Any efforts should be made in coordination with agencies serving smaller populations of Hoosiers, such as those with intellectual or developmental disabilities, children or older adults. By 2030, one in five Hoosiers will be retirement age or older.
Now, however, one in five children and adolescents have a mental health disorder that requires treatment but accessing care is uneven, said Sen. Andrea Hunley, D-Indianapolis.
“We need to strengthen the entire continuum of care, but this also includes a dedicated, very specific focus on our schools,” said Hunley, an educator and former principal. “… schools are often the very first place where these mental health needs and challenges are recognized — and by addressing them early, we can prevent them from growing into bigger problems.”
In particular, schools needed the resources to improve school psychologist and counselor staffing.

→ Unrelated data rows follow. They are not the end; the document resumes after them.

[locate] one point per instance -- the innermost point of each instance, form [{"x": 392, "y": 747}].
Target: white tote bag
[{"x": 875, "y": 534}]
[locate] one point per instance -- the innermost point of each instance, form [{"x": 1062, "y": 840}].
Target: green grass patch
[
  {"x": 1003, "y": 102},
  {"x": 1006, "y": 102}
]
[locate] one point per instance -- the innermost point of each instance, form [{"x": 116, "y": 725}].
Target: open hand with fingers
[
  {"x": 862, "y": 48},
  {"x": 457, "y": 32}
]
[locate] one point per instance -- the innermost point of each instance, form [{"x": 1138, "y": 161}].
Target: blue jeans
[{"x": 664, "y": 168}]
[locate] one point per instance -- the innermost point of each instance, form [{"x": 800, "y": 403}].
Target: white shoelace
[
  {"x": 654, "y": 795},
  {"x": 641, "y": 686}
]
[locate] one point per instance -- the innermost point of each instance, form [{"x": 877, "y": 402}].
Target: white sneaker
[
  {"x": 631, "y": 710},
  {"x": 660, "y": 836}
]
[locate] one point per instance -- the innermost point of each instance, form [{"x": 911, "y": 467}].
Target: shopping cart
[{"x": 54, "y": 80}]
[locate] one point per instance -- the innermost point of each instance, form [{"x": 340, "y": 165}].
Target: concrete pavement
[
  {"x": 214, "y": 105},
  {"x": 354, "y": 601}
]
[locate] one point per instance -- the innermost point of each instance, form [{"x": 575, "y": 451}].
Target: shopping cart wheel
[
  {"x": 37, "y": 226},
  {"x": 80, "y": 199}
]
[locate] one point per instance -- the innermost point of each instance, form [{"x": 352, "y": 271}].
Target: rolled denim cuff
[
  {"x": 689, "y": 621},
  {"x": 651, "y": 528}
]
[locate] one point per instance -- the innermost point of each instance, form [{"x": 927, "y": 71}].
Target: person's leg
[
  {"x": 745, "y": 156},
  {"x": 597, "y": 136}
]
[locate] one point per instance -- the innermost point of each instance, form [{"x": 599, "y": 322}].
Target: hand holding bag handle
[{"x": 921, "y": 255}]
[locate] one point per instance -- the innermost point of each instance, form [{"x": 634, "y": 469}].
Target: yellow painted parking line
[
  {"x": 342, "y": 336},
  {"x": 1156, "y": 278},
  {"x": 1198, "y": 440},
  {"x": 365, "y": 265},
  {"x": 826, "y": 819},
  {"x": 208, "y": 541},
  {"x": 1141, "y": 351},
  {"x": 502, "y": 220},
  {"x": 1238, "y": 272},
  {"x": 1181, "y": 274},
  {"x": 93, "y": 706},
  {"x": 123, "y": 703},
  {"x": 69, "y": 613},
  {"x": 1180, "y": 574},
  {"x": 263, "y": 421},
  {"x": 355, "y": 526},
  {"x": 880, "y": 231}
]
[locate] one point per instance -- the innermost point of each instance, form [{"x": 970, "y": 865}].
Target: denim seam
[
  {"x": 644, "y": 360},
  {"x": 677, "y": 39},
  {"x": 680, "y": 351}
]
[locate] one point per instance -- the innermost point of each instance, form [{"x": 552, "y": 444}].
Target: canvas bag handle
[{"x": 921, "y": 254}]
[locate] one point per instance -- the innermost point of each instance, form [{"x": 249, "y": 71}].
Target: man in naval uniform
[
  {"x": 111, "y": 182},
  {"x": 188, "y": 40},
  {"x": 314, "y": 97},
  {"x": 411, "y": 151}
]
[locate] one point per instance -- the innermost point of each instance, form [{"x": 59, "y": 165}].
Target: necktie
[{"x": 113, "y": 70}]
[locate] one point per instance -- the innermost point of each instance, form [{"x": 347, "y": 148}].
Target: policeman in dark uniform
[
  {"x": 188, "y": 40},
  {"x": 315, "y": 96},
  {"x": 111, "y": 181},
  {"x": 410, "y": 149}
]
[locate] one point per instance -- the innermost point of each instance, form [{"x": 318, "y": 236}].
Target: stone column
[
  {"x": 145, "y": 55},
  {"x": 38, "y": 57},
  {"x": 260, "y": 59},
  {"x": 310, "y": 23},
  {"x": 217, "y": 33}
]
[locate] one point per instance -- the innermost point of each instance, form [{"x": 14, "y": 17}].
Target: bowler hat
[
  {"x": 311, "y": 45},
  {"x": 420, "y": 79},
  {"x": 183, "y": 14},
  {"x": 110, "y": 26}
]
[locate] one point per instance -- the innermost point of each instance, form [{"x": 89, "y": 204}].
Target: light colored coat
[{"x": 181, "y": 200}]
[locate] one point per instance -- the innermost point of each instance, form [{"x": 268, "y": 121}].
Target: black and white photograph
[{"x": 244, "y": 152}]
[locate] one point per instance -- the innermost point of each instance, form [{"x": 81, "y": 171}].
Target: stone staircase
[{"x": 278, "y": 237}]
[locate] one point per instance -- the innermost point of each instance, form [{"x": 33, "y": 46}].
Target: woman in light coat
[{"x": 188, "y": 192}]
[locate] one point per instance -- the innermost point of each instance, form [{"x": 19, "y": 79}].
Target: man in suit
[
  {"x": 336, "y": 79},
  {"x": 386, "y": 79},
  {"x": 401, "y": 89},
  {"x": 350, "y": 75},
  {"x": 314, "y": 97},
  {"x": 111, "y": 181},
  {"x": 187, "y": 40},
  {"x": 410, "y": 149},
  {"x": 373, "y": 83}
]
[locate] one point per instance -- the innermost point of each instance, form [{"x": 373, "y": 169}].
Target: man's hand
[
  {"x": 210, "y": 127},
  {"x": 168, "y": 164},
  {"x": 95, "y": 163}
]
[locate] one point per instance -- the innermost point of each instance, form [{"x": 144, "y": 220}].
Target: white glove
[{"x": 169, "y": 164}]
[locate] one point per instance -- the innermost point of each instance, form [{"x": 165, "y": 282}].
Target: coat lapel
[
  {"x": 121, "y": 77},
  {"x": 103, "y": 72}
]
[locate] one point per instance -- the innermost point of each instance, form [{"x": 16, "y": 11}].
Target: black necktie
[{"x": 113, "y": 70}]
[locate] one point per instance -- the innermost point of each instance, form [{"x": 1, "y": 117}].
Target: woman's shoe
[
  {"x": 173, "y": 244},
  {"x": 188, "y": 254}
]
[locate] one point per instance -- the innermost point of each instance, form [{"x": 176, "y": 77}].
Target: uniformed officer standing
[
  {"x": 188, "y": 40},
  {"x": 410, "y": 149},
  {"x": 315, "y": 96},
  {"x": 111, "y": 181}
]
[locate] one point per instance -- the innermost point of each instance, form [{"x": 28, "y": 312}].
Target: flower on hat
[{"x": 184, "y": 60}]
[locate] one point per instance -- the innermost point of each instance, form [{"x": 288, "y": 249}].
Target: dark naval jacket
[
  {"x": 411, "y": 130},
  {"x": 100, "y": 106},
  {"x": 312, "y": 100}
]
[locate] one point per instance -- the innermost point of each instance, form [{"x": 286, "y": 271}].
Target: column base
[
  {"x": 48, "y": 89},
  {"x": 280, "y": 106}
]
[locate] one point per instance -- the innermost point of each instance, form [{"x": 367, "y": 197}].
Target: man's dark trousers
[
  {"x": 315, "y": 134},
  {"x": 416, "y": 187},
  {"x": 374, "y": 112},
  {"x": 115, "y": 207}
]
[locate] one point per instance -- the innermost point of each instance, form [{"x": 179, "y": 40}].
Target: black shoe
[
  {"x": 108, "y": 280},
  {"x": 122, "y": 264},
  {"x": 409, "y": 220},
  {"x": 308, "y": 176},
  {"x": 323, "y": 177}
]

Ledbetter detailed recommendations for the other end of the age spectrum, such as incentivizing age-friendly health systems and standardizing data collection for this cohort by establishing a state position under the Division of Mental Health.
Additionally, the state needed to make more efforts to fund a group home that served elderly Hoosiers with serious mental illness or a criminal justice record, who many times aren’t accepted into nursing homes.
“Establishing a facility in Indiana that addresses both needs for this high-acuity, aging population could reduce state costs by preventing extended hospital stays,” Ledbetter said.
Additional savings occur when mobile crisis teams divert mental health and addiction calls away from public safety officers and hospitals — both of which shoulder much of the burden currently. A crisis team intervention could save as much as $2,050 by avoiding a one-day hospital stay or $2,237 by keeping someone out of jail for the night. If each of the thousands of crisis team calls yielded such results, the savings could be in the millions.